Since the code runs from RAM after the level is loaded, the read speed of the cart itself doesn't factor into things at all.Įmulators are generally pretty accurate at CPU timings, but other hardware timings are lacking, especially with the amount of time it takes the GPU to process certain operations. I have a real NDS unit that I test on with an R4 flashcart from time to time. Not sure if I'll end up doing anything useful with the engine once it's done (obviously I cannot do anything meaningful with a Pikmin clone due to IP reasons) but I'm enjoying just being able to push the limits of the system. It's a whole ton of fun, I'll say that much.
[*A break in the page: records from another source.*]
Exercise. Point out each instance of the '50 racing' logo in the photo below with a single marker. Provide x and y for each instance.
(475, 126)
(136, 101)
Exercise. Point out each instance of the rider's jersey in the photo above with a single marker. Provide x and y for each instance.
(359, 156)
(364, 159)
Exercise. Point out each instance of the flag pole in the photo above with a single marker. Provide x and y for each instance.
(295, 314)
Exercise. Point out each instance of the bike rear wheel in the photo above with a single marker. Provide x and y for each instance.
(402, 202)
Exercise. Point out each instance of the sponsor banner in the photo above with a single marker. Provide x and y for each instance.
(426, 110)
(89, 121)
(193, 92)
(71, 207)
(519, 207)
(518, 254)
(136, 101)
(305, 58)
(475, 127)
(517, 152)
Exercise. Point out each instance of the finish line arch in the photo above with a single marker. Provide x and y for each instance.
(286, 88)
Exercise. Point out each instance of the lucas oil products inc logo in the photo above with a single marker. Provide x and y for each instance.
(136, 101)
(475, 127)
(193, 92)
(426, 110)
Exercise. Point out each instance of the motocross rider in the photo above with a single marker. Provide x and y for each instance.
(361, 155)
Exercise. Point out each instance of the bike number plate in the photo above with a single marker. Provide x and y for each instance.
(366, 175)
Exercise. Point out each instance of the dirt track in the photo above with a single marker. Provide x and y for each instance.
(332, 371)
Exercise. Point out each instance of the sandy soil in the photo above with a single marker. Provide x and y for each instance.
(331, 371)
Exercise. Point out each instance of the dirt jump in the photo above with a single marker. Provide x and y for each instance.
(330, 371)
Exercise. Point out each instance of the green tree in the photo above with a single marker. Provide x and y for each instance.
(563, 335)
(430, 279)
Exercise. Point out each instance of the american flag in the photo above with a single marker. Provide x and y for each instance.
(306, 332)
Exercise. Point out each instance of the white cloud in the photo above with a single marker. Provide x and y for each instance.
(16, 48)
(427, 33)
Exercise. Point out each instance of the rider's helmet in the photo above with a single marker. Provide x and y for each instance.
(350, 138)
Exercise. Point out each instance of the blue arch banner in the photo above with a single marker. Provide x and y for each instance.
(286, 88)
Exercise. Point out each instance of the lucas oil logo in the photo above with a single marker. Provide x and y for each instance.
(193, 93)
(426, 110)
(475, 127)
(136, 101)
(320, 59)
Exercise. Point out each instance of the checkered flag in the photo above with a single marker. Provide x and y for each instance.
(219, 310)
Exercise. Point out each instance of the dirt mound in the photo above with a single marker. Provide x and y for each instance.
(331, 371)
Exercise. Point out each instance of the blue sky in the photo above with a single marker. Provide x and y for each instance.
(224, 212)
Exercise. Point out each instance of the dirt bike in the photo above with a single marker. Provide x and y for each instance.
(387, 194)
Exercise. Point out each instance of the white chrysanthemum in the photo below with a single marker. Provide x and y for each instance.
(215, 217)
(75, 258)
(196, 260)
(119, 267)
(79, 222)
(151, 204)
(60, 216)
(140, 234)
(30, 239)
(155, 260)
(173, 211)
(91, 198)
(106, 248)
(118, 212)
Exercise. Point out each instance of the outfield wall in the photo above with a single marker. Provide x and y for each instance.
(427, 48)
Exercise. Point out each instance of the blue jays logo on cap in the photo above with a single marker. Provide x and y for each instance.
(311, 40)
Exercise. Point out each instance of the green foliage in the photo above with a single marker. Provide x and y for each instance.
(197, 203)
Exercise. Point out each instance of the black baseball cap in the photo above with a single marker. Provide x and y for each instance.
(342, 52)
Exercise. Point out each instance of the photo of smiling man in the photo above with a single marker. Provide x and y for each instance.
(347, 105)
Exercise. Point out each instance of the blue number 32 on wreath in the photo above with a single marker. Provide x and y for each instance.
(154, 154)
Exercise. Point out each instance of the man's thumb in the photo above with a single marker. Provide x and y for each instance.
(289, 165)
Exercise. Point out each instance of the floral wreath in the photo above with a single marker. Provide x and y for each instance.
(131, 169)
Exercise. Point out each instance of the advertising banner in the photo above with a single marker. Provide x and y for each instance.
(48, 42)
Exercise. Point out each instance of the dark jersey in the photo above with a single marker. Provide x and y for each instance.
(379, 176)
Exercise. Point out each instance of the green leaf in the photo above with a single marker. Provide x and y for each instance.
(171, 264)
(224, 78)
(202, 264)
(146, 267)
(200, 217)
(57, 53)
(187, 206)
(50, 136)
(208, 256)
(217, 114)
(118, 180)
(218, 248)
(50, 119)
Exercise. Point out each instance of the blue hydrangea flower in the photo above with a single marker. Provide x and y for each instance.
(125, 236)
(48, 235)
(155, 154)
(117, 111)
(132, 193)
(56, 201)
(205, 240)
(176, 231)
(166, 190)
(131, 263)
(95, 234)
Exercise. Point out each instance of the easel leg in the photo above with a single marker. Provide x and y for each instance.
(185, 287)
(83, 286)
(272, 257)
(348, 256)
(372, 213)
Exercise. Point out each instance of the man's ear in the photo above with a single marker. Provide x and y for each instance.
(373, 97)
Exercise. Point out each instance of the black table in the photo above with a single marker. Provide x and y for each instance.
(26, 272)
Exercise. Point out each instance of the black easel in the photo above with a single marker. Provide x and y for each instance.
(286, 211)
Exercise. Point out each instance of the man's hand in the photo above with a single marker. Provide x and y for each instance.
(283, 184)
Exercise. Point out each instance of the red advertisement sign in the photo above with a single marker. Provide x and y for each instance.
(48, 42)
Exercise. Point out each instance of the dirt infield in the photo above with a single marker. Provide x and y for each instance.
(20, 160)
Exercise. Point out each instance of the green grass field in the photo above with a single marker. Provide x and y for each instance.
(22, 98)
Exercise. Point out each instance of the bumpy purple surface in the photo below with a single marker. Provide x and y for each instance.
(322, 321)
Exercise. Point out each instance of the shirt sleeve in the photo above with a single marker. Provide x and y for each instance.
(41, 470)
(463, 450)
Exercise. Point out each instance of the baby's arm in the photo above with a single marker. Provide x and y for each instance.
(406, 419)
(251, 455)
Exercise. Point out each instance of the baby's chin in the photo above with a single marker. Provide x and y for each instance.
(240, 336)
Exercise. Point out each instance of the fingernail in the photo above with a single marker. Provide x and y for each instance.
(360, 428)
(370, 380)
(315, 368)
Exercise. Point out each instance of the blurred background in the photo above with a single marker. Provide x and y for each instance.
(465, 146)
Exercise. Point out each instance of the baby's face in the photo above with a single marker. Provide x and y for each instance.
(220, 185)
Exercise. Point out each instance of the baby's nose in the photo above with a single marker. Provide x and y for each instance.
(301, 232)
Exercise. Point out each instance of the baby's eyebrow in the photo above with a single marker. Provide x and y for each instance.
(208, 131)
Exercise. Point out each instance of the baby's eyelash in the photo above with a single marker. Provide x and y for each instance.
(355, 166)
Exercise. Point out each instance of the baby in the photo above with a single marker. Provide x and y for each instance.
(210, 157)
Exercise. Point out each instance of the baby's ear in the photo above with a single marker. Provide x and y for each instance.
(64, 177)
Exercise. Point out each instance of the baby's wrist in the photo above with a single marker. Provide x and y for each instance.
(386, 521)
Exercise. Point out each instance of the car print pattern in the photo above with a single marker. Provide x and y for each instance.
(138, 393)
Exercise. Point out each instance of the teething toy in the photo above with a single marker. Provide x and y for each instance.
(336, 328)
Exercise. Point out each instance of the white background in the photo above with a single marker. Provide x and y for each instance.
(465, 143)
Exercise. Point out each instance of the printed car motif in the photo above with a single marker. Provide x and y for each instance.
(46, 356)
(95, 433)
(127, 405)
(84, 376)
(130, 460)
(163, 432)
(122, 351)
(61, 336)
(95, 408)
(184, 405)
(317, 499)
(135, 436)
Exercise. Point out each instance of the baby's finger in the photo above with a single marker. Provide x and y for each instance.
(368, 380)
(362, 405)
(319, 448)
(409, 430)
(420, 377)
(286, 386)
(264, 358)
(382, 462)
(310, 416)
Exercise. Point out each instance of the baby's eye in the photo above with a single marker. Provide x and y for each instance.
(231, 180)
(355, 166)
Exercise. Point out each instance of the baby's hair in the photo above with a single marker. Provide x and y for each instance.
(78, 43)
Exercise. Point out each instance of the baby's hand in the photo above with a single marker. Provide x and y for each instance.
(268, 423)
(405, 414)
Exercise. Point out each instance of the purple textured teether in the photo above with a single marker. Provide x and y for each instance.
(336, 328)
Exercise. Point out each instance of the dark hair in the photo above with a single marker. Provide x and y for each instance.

I had to start actually profiling my code, and the recurring theme was that the bottlenecks were almost never where I thought they would be, and usually surprised me. The std::priority_queue was handling 100 or so objects really really fast, and the system was lagging badly because the drawing itself was poorly optimized and needed to be revisited. Then I actually tested the thing, and came to the (obvious?) conclusion that I had wasted a great deal of time. I was just sure this was going to be the slowest part of the draw, so I spent probably two weeks on sorting implementations alone before finally giving up and choosing a std::priority_queue just to have something that worked. Right at the start of the project I spent ages trying to come up with the fastest way to sort all of my objects back to front, to make the renderer work. Getting over 100 objects to draw, have basic physics applied to them, and perform AI in a reasonable amount of time has led to some eye opening revelations.

Desmume crackling audio plus#

Square roots are already slow on normal systems, and they're just ridiculously slow on this thing, plus you've only got something like 550k hardware cycles per frame to get everything done. All of your math ends up being done in 12.20bit fixed point. Despite supporting 3D graphics, it entirely lacks useful things like a floating point unit, or a hardware divide.

desmume crackling audio

I've been spending a great deal of time working on a game engine for a Nintendo DS unit, which is a very constrained little system.